By: Anas-ur-Rasheed Khan
US markets endured yet another turbulent week this week. The S&P500 index is currently down ~1.7% on the week with the last trading session of the week yet to go. The backdrop of the market reaction has left investors bamboozled. On one hand, this week concluded a remarkable stream of earnings announcements, with this earnings season being the best in quite some time. On the other hand, a strong market correction in February, trade war fears and, most importantly, potential interest rate hikes due to an uptick in inflation have led to an indecisive and volatile market. The highlight of the week was certainly the Federal Reserve’s decision to keep interest rates on hold, which led stocks lower over implications that the Fed’s statement provided a hawkish outlook going forward. In sharp contrast to this, the ASX200 crossed the key 6000-point mark after the market correction in February, posting its best weekly advance in more than a year.
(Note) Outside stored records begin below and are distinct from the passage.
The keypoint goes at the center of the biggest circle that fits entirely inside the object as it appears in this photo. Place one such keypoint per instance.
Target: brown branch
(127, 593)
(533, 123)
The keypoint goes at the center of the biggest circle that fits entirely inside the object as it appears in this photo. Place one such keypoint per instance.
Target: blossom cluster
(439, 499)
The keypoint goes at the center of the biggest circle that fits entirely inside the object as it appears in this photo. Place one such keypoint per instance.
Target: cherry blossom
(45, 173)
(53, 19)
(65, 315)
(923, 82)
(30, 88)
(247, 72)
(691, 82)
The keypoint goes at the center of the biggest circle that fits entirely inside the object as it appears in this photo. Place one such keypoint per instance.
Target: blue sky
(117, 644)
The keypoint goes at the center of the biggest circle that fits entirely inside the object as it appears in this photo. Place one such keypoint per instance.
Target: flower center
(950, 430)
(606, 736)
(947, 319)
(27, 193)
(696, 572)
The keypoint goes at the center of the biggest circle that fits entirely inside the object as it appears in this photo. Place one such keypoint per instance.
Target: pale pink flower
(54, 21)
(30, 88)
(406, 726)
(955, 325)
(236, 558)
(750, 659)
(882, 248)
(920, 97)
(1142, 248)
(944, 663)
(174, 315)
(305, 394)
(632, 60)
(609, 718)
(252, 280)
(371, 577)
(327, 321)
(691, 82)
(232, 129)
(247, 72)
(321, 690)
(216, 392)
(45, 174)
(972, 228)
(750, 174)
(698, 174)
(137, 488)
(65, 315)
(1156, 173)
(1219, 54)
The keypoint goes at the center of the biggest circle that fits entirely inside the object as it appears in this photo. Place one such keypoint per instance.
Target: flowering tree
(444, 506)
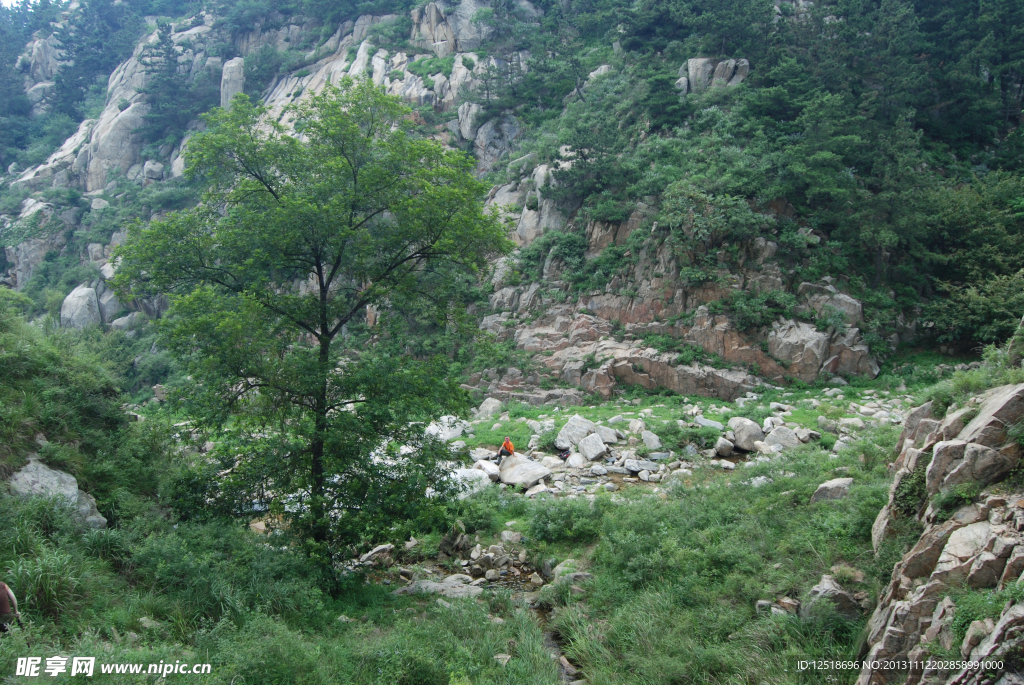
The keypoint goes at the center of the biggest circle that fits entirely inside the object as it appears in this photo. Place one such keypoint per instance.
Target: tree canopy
(296, 238)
Oil dominated the news in commodities this week, with revision of the US-Iran nuclear deal in the limelight. Fears are that further deterioration in US-Iran relationships could lead to lower oil supplies, if sanctions were to be reinstated. Furthermore, the IMF let Venezuela off with a warning, saying that it will expel them from the IMF. This exacerbated supply fears, allowing WTI Crude to end the week around $68.2/barrel.
Gold on the other hand escaped downward pressure from a rising dollar to gain ~$7.1/ounce this Thursday ahead of the Federal Reserve decision to keep interest rates on hold. This decision and the ensuing statement from the Federal Reserve have increased fears the the Federal Reserve might tighten more aggressively, given that it acknowledged inflation was ‘close’ to its 2% target. As a result, an increase market risk expectations have led to a gain in gold prices.
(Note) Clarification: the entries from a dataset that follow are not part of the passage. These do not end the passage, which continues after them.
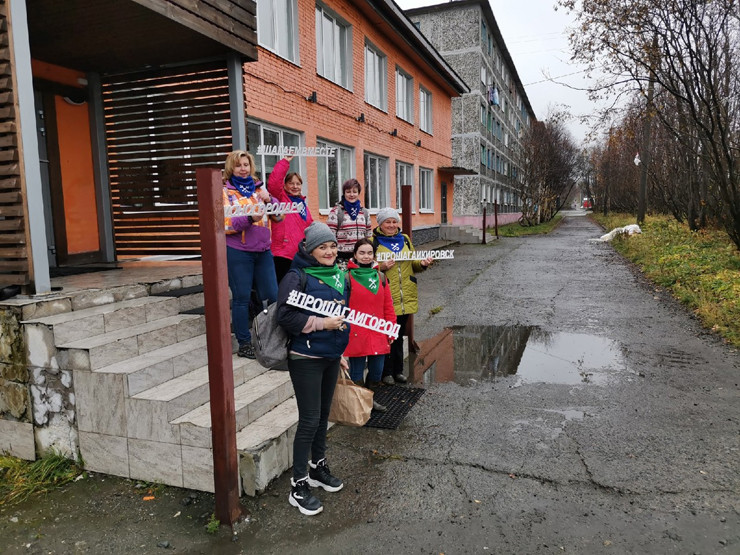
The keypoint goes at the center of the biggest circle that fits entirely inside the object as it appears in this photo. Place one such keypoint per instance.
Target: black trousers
(314, 380)
(394, 360)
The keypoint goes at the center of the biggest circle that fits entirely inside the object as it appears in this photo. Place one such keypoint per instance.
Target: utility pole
(646, 132)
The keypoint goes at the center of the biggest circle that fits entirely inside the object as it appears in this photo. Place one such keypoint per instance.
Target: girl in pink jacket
(287, 187)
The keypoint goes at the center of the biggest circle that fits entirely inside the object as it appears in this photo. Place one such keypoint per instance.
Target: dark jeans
(314, 380)
(248, 270)
(375, 365)
(394, 360)
(282, 266)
The US dollar continued its streak of gains into this week, ahead of rising bond yields and rising interest rates. The ICE US Dollar Index rose to its highest level since January, advancing ~1.08% this week. The recent advance in the dollar is putting significant downward pressure on commodities in general. Analysts expect this trend to continue going forward, until the pivotal Federal Reserve monetary policy decision in June of this year.
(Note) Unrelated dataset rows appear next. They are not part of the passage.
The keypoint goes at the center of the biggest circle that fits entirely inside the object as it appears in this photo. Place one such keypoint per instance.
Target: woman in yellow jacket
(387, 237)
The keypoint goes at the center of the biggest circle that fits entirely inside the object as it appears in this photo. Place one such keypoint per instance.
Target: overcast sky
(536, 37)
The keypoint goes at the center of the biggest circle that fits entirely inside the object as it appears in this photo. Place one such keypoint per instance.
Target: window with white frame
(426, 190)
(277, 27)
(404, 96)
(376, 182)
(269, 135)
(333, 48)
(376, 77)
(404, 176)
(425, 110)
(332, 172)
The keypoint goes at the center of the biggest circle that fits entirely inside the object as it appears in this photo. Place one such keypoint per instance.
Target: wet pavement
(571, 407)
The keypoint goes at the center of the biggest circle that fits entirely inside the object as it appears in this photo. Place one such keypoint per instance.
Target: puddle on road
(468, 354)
The Euro and the British pound both ended the week lower in relation to the US dollar, currently trading around $1.196 and $1.356 respectively.
US treasury yields fell this week after the Federal Reserve statement was interpreted by bond investors as an indication that it will not deviate from its policy to raise interest rates slowly and gradually. This led the critical 10-year Treasury note yield to fall more than 2 basis points on the week to 2.239%. Over in Europe, Weak Eurozone inflation data reported this week sparked a rally in German bunds, sending yields lower yet again.
Huge news emerged for Bitcoin this week, as Goldmans Sachs announced that it would open it its own cryptocurrency trading desk, nearly sending Bitcoin to two-month highs. Bitcoin is currently trading around $9685.24, all set to breach the $10000 mark.